Set in the time of ‘’Cold War’ East Berlin and modern day, Ana Wolfe is a librarian who has little, if any self-worth. She is 28 years old, still living at home and has no real desire to move out or get a boyfriend or even consider marriage.
She is walking home from a late evening at the Lichtenberg Public Library where she works, when she thinks she sees a body of something small lying at the base of trash bin; this turns out to be a pile of rubbish, an old marble statue and a pile of papers that look like they are handwritten. On closer inspection they seem to be some sort of diary.
So begins a most intriguing tale Catalogue of Desire and Deception that is captivating, with a very strong link to the history of the very frightening days of the Cold War, where to be different, to enjoy any aspect of life, to be a ‘gay or lesbian couple’ was to invite serious trouble.

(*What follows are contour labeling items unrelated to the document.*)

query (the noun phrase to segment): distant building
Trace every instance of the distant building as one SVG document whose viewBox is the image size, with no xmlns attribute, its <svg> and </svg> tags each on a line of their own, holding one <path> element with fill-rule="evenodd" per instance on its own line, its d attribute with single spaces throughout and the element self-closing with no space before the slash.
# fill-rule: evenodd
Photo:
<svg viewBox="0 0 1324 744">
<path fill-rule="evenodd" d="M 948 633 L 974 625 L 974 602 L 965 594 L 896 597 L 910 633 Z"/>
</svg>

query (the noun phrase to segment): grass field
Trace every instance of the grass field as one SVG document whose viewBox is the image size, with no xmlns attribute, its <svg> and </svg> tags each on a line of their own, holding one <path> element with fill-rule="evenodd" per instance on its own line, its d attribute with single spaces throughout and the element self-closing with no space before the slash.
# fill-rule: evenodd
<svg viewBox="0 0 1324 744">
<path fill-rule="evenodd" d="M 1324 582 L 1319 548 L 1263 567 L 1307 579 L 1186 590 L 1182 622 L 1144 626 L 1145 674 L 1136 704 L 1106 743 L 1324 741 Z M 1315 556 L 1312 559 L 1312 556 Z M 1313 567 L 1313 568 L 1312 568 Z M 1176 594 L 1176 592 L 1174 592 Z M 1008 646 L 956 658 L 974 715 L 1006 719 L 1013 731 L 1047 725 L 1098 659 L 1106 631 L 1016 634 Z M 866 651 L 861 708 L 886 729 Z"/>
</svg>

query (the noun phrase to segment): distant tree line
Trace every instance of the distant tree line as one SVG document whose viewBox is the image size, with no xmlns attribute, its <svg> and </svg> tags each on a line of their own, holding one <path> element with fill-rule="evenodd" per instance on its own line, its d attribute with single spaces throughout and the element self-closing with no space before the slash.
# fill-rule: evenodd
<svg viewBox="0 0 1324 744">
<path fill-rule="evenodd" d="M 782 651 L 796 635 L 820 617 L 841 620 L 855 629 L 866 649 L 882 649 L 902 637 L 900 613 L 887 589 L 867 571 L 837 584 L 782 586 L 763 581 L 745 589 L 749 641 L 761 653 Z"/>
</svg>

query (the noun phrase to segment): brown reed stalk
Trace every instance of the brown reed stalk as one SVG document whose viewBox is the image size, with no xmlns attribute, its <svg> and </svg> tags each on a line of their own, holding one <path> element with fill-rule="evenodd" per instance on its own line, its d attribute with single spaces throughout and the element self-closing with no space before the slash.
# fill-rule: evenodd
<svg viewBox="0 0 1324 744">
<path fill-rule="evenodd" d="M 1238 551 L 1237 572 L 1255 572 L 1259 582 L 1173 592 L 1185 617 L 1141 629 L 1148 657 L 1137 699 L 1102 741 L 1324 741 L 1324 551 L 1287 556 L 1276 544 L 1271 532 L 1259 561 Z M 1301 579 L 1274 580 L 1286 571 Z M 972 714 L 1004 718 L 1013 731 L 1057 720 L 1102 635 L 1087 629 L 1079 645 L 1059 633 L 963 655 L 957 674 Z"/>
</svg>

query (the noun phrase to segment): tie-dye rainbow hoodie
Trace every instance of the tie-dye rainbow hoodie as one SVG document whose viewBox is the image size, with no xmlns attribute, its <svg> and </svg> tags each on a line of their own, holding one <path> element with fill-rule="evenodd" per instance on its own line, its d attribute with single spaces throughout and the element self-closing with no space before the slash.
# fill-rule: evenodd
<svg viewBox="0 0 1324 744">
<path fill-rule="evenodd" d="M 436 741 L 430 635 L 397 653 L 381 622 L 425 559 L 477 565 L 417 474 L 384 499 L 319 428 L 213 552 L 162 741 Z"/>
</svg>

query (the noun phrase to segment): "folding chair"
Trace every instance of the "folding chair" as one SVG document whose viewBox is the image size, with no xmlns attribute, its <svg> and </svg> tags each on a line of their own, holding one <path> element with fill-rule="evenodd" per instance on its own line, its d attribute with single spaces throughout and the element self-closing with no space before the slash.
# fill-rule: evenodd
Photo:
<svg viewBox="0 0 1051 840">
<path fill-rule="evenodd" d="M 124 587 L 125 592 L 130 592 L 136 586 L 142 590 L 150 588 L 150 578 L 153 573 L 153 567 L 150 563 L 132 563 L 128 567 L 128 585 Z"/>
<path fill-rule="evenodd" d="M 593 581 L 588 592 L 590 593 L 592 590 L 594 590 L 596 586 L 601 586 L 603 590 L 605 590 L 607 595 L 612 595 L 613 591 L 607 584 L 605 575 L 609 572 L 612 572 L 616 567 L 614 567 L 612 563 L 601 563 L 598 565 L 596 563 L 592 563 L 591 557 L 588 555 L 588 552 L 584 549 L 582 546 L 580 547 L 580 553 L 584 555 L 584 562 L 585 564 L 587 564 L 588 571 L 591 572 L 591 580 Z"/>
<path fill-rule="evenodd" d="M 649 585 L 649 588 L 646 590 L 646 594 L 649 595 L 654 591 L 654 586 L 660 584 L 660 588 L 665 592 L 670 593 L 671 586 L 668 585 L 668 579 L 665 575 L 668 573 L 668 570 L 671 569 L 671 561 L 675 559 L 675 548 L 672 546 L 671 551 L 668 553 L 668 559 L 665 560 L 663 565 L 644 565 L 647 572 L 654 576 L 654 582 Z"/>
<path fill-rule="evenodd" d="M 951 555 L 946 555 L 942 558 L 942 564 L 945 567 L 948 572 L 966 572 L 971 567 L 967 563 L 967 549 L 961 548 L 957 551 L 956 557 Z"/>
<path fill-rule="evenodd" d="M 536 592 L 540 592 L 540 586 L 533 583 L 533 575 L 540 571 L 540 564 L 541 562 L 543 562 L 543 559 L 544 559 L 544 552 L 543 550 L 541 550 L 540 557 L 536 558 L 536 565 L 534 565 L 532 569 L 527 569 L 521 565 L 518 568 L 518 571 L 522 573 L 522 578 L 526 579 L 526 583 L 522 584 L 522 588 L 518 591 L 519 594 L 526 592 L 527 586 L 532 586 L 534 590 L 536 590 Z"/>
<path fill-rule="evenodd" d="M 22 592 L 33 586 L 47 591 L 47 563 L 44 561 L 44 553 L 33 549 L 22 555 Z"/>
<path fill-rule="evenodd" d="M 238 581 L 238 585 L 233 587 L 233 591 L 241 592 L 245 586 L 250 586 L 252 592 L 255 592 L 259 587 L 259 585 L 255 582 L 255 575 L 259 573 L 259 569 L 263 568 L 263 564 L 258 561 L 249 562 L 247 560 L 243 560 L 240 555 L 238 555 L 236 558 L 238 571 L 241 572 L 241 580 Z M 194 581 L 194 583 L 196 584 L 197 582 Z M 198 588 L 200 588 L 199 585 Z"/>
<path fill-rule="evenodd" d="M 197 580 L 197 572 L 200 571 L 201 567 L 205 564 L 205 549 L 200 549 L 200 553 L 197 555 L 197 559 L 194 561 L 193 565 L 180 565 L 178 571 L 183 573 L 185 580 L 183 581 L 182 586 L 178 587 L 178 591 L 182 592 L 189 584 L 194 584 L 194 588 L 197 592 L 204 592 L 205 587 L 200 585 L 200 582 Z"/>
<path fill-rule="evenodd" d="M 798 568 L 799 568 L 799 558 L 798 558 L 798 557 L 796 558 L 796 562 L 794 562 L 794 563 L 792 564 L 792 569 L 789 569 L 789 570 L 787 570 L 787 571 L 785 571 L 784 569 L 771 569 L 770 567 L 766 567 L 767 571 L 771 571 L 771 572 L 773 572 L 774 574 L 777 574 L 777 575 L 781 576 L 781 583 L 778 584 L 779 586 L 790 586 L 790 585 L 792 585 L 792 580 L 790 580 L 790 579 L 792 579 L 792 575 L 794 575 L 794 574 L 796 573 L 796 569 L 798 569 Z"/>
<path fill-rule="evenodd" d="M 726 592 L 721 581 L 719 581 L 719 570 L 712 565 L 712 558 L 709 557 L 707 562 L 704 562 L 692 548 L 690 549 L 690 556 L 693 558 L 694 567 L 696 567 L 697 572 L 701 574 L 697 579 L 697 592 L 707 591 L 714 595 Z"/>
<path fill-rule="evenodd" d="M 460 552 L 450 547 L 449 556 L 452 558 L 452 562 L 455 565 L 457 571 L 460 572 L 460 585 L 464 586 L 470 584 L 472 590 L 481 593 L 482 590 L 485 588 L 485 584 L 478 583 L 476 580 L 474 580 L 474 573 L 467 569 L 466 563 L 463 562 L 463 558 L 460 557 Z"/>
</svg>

Gabriella Meyer was a sex therapist, a woman who loved to help others, to make them as happy and enchanted with their partners in a loving and sexual manner, as she was with her beloved husband Berndt. It is her diary Ana has found and finds intriguing, fascinating and also very worrying.
As Ana becomes more involved with Gabriella’s story so she becomes more concerned about what happened to her and Berndt; she also begins to further explore who she is and slowly venture into the world of dating and sexual discovery.
Ana Cruz has crafted very real characters who become alive on the pages, as they develop the characteristics that make them seem familiar, very much like people we all know. The story flows effortlessly segueing between the years with graceful aplomb to deliver a very easy, light read with a somewhat unexpected twist at the end.